Mara A. Cohen. Embodied Effigies. November 2016. Issue 6: 51-55. Original URL: https://effigiesmag.com/archives/issue-six/
From the blue spruce tree in front of Holly Hills Elementary, I could see the big yellow school buses lined up around the traffic circle. The shouts and laughter of children boarding the buses drifted on the thin, crisp air of a Denver winter to where I waited for my ride, Elaine Krakauer, Josh’s mom. I felt unsettled when school let out, and her blue Volvo wasn’t there. But you never know with grown ups. Maybe she’d run late at dentist appointment or something.
Riding on the bus, it didn’t seem that far to East Cornell Avenue where I lived. The bus made several stops before mine, so I always had plenty of time to look out the window and think or to talk to Hein Lee or one of the other kids until they got off. Our front door was never locked. Mommy was usually there a er school, but I liked the days when I beat her home, and I could pour my own glass of milk and not have to answer any questions about my day. Probably she’d had to take my brother Danny to one of his doctors’ appointments. Some of them took a long time. Probably that’s why I was supposed to play at Josh’s house a after school. His mom usually had cookies.

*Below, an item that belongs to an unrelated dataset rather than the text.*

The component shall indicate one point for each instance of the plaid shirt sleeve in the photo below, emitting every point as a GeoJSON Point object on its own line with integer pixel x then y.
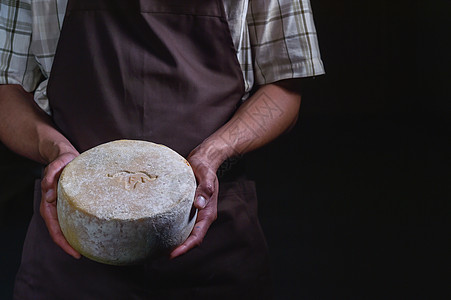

The kids who lived close enough to the school to walk home were long gone. The buses were nearly full. There was still no sign of Elaine Krakouer or her blue Volvo.
Diesel engines roared to life and giant brake drums squealed. My heart pounded as one by one, the buses pulled away, big tires crunching over salted pavement. I gently pressed the bottoms of my clutter boots so they formed designs in the snow, doing my best to keep calm. I must have given a convincing performance, because none of the teachers’ aides or ladies from the office came out to ask how come I was standing there alone, or to tell me to come wait inside the building.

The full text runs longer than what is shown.